A row of bikes on a bike rack
Photo by Eric Prouzet / Unsplash

Welcome to the last Scattering of February. We have nearly made it. All goodwill and strength to those who have started fasting in this most desolate of all the months.

This week's story perhaps has a little of The Third Policeman in it, but I think it mainly expresses the banal truth that you never seem to get a puncture on a day that is otherwise going really well.


This week’s daily stories

Monday

The writing was smaller than usual, and neater too. It sat right in the middle of an empty page, like a signpost. “I know you read my diary.” He thought: she can’t know. He thought: it’s a joke, it’s just in case. But he knew that he could never speak to her again. His voice would give him away.

Tuesday

When I got back home the windows were boarded over. Not a repossession: the notice on the door showed my life was no longer a going concern. I worried about where I would sleep and what I would eat, but as the night passed I found it didn’t seem to matter. A little later, a new notice went up: under new management. Some investor had come in to turn the sinking ship of my existence around. I hoped they had a little more nous than the last guy.

Wednesday

I saw the first hints of blossom, like the branch-tips had been dipped in violet ink. Too soon. I need a few more weeks to hide in the dark, to numb my toes. I am not ready for brighter days just yet. But I saw two daffodils, too, and a sunbeam fell warm on my neck. I cannot stop things getting better.

Thursday

I found him shivering on the balcony. “I had to get out,” he explained, “but I should have gone for the front door.” Twenty minutes later and I would have found him climbing down the building. I got him a blanket and a cup of tea, then I moved a few things around, changed a painting over, put a pan of soup on. By the time he could smell it, he was ready to come back in.

Friday

The city receded. Cities, like mountains, don’t look smaller as you move away. Instead you see the unbearable scale of them, and they look bigger than ever. As we passed out of sight of it, it seemed to grow and grow, a little larger each time we looked back. It only shrank again when I went back.

Saturday

The cats stared at each other and I stared at the cats. Slowly, like a leaf towards the sun, one of them turned away. I couldn’t say if it was an entente or a surrender. They stayed near each other a while, enemies or friends or some third cat thing that I couldn’t understand, until the bang of a bin lid sent them running in opposite directions. I hoped, if there was a winner, that mine had won.

Sunday

I was at the bus shelter with the missing roof, waiting, and I had just sat in gum. I knew that I had sat in gum because a minute before I had looked at the foul grey blob of it clinging to the seat and thought, make sure you don't sit there. But the world span the thought out of me as quickly as it had come, and I sat. The bus came, late, and I waved the driver on. The gum would only become a problem when I stood up, so I stayed, stuck in place, until I could think my way out of it ever having happened.


I have been reading...

  • Monumenta by Lara Haworth, an odd little novel, dreamlike while also prominently featuring sequences of dreaming/hallucination, so that its moment of plain, tangible reality are all the more prominent.
  • Decolonising the Mind by Ngũgĩ wa Thiong’o. Ngũgĩ, who died last year, was a Kenyan novelist. He was imprisoned without trial for his writing, and subsequently chose to stop writing in English and write only in Gikũyũ and Kiswahili. This short, potent book brings together the thinking about language, literature and colonialism that led to that decision.
  • Les Misérables by Victor Hugo (translated by Norman Denny). I tried reading this when I was young and didn't get far; I'm not sure how much that was my age and how much was the translation available in the school library. I'm not entirely sure about this translation, either, but it has the advantage of being the one that I have. Expect to see this one hanging around this section for a few weeks.
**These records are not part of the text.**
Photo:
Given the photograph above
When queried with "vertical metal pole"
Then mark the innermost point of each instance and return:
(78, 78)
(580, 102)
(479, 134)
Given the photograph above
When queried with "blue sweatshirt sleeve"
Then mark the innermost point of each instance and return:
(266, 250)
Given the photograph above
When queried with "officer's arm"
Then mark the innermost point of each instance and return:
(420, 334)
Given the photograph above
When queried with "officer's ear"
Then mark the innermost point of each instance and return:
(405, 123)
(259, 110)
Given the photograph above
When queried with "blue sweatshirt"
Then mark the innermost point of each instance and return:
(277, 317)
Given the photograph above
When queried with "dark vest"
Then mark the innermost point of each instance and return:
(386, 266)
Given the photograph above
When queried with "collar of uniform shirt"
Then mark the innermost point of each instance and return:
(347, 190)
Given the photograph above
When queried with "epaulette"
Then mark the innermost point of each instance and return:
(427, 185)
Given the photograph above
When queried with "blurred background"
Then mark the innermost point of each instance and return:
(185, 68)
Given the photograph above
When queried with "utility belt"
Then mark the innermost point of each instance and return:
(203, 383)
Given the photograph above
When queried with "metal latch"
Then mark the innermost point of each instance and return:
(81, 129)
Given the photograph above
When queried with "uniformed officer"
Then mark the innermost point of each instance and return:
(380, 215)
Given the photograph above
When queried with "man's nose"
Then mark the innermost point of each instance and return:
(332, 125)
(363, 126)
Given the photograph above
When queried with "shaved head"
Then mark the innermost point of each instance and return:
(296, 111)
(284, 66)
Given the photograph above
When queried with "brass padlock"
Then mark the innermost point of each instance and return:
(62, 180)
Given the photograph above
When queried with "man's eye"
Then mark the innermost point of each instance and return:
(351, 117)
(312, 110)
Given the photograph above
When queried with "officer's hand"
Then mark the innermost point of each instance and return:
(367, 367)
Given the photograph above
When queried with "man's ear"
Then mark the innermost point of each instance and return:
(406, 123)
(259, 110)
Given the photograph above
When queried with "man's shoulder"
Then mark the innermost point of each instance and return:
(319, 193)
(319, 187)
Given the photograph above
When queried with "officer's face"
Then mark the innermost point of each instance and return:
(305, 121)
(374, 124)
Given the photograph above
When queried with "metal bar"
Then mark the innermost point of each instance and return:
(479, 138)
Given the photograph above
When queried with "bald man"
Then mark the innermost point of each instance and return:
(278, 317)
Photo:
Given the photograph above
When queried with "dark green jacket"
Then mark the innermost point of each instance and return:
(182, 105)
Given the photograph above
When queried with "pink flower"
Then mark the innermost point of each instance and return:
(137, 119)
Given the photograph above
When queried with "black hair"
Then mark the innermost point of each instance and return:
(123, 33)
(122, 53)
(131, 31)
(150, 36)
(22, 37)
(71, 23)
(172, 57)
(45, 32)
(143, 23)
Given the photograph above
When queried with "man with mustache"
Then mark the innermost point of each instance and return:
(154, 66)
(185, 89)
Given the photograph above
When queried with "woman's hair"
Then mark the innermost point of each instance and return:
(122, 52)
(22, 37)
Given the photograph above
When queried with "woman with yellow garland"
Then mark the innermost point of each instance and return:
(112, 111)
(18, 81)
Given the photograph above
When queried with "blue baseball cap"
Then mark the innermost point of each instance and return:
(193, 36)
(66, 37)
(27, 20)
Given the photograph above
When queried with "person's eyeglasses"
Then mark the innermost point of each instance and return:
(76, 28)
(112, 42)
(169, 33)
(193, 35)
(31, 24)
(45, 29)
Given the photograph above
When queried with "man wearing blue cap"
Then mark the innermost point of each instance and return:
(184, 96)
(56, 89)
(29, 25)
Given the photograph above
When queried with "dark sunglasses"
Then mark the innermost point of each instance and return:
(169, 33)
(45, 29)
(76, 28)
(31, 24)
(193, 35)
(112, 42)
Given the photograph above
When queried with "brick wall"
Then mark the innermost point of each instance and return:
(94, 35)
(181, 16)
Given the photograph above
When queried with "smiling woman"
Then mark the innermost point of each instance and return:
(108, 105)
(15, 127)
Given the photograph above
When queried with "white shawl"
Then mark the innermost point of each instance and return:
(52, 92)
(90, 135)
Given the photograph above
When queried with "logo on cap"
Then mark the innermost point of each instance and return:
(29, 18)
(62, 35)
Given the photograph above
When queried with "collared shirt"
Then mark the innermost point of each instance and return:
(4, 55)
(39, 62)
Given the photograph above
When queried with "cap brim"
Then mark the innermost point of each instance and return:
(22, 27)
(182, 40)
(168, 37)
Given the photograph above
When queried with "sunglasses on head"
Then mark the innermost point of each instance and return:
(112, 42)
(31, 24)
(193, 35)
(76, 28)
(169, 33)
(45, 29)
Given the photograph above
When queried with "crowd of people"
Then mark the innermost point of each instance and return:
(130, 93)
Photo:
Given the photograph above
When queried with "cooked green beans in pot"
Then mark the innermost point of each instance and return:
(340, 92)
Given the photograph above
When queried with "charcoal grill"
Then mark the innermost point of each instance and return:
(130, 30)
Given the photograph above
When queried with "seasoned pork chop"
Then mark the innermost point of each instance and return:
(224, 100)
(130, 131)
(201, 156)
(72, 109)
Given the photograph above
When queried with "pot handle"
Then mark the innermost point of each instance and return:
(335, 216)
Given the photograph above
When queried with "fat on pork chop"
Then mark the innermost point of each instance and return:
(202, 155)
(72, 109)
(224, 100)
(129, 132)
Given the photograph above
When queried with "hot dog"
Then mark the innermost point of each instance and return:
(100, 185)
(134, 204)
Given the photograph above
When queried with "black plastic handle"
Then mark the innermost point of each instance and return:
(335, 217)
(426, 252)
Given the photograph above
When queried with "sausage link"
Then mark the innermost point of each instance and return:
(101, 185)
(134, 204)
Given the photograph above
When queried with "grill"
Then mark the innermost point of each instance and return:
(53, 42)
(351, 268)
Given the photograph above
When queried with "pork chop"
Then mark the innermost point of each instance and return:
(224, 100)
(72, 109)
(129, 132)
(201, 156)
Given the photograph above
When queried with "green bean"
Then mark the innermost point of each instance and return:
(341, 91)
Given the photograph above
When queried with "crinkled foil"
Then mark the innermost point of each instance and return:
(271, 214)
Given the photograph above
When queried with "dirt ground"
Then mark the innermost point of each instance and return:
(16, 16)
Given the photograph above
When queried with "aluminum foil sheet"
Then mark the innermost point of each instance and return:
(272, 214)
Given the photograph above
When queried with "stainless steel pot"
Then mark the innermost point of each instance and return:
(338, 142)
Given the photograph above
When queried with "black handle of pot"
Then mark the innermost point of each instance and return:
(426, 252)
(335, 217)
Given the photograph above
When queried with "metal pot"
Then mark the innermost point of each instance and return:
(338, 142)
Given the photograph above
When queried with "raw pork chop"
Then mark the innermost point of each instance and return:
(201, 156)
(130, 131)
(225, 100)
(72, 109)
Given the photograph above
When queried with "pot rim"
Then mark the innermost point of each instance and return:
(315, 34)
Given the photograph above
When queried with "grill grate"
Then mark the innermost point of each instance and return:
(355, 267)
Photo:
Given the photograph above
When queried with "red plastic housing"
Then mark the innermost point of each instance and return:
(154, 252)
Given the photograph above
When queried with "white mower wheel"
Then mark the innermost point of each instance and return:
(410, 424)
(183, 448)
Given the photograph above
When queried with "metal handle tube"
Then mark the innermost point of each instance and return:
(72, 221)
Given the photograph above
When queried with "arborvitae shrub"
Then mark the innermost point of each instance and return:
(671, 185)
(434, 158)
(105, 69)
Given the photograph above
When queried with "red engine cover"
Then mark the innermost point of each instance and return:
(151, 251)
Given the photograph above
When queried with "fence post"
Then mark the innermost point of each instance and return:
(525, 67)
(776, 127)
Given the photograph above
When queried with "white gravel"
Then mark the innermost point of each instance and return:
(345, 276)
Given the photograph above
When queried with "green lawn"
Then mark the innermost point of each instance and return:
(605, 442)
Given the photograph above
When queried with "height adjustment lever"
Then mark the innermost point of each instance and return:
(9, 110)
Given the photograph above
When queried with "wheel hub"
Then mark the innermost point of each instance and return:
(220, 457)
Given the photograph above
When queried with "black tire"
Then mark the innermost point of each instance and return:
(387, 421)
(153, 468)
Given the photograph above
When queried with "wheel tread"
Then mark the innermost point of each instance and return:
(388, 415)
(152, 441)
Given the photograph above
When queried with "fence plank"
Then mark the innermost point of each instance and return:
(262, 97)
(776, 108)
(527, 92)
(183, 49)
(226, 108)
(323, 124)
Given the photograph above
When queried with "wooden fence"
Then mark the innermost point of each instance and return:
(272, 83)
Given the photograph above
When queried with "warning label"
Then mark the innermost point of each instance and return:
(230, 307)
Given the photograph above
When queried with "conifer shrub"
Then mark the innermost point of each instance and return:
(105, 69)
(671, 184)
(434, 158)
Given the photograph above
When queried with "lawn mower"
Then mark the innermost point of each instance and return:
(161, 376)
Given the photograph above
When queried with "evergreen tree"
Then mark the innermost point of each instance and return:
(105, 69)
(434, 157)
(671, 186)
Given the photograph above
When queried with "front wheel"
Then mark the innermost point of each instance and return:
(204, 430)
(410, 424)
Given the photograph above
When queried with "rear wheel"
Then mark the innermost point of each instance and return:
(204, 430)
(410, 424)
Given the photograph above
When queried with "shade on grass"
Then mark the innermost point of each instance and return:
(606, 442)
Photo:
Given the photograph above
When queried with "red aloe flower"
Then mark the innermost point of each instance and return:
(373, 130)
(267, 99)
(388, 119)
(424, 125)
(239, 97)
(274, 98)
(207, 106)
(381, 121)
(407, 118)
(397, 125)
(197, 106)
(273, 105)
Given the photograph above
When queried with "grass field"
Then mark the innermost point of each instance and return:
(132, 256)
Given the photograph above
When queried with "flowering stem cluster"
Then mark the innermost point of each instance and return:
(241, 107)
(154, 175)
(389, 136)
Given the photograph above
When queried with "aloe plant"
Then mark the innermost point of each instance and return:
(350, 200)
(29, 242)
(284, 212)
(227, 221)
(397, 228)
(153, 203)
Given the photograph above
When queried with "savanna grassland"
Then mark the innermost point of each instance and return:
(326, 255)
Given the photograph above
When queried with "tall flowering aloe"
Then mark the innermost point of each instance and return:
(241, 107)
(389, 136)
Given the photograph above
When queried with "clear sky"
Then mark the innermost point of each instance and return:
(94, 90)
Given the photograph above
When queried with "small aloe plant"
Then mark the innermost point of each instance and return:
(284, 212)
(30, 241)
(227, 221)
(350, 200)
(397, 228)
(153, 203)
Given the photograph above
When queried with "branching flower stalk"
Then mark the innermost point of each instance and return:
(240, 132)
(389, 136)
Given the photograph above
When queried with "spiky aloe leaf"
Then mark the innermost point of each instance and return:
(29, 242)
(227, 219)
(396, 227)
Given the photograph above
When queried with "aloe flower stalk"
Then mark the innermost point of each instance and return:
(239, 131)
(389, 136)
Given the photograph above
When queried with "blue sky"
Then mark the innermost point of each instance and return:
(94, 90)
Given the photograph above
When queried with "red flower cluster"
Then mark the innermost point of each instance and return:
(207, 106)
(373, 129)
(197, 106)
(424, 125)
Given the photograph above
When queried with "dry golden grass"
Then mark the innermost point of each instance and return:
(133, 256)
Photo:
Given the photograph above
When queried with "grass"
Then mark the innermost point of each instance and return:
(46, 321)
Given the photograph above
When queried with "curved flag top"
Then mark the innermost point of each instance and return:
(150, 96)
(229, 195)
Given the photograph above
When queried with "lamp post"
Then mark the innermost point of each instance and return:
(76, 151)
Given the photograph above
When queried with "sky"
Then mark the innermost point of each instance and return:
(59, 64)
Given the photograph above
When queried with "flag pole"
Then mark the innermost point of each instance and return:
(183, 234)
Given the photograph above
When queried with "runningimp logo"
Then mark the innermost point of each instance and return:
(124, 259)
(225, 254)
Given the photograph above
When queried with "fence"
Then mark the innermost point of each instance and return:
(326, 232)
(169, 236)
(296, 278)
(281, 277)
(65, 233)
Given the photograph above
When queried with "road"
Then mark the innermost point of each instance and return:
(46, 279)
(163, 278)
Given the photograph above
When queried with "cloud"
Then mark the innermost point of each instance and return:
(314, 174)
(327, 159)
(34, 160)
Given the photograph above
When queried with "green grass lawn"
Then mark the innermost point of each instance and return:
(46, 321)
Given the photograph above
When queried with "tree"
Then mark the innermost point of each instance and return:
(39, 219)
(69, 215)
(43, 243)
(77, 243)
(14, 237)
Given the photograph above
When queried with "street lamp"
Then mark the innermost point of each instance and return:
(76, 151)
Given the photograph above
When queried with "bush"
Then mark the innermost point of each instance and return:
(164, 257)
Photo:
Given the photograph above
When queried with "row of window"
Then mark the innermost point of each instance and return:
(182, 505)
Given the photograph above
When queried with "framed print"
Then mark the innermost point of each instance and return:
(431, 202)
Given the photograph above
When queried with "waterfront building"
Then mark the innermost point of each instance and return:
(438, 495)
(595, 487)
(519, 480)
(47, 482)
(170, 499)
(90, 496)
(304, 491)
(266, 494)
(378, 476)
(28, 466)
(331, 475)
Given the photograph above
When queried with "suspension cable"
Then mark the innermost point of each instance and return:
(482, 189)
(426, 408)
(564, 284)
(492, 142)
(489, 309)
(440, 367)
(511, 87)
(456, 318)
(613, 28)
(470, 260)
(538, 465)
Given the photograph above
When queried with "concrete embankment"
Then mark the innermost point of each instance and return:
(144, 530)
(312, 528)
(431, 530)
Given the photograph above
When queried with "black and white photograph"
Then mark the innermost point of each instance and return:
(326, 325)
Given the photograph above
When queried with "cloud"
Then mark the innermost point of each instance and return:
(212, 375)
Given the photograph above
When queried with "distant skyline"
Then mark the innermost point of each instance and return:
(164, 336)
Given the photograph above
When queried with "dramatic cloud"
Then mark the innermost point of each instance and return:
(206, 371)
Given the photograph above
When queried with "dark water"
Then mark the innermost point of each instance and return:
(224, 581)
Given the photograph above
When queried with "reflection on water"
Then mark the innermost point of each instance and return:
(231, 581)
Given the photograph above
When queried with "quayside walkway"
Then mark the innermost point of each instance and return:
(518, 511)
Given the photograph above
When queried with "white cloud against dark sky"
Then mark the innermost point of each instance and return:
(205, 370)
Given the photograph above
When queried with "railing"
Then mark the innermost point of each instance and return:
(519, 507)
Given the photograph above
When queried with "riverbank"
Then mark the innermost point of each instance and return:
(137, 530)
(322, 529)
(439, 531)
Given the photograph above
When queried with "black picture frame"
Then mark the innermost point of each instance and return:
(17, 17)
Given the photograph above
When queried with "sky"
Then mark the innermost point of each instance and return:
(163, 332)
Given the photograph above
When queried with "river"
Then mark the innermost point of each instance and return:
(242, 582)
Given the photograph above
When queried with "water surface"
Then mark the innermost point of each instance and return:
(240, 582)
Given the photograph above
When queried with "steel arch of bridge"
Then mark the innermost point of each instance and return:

If you buy books linked to from Scattering, I may earn a commission from Bookshop.org, whose fees support independent bookshops.


This week’s story: A Bicycle for the Heart

The state of my spirit seemed always to be reflected in the state of my bicycle: a flat tyre on a bad day, clunking gears when I couldn't be other than clumsy, slack brakes when the world was hurtling past me. When the sun shone in my heart the cranks turned smoothly and I could ride with no hands. And so I took to calling my therapist my bike mechanic and my bike mechanic my therapist. It was, at times, confusing, but I think it did me good. I got my bike serviced more often that way, and I took a more practical approach to matters of mental health, knowing that the parts of my mind I cleaned and greased would always need re-cleaning and re-greasing after the winter.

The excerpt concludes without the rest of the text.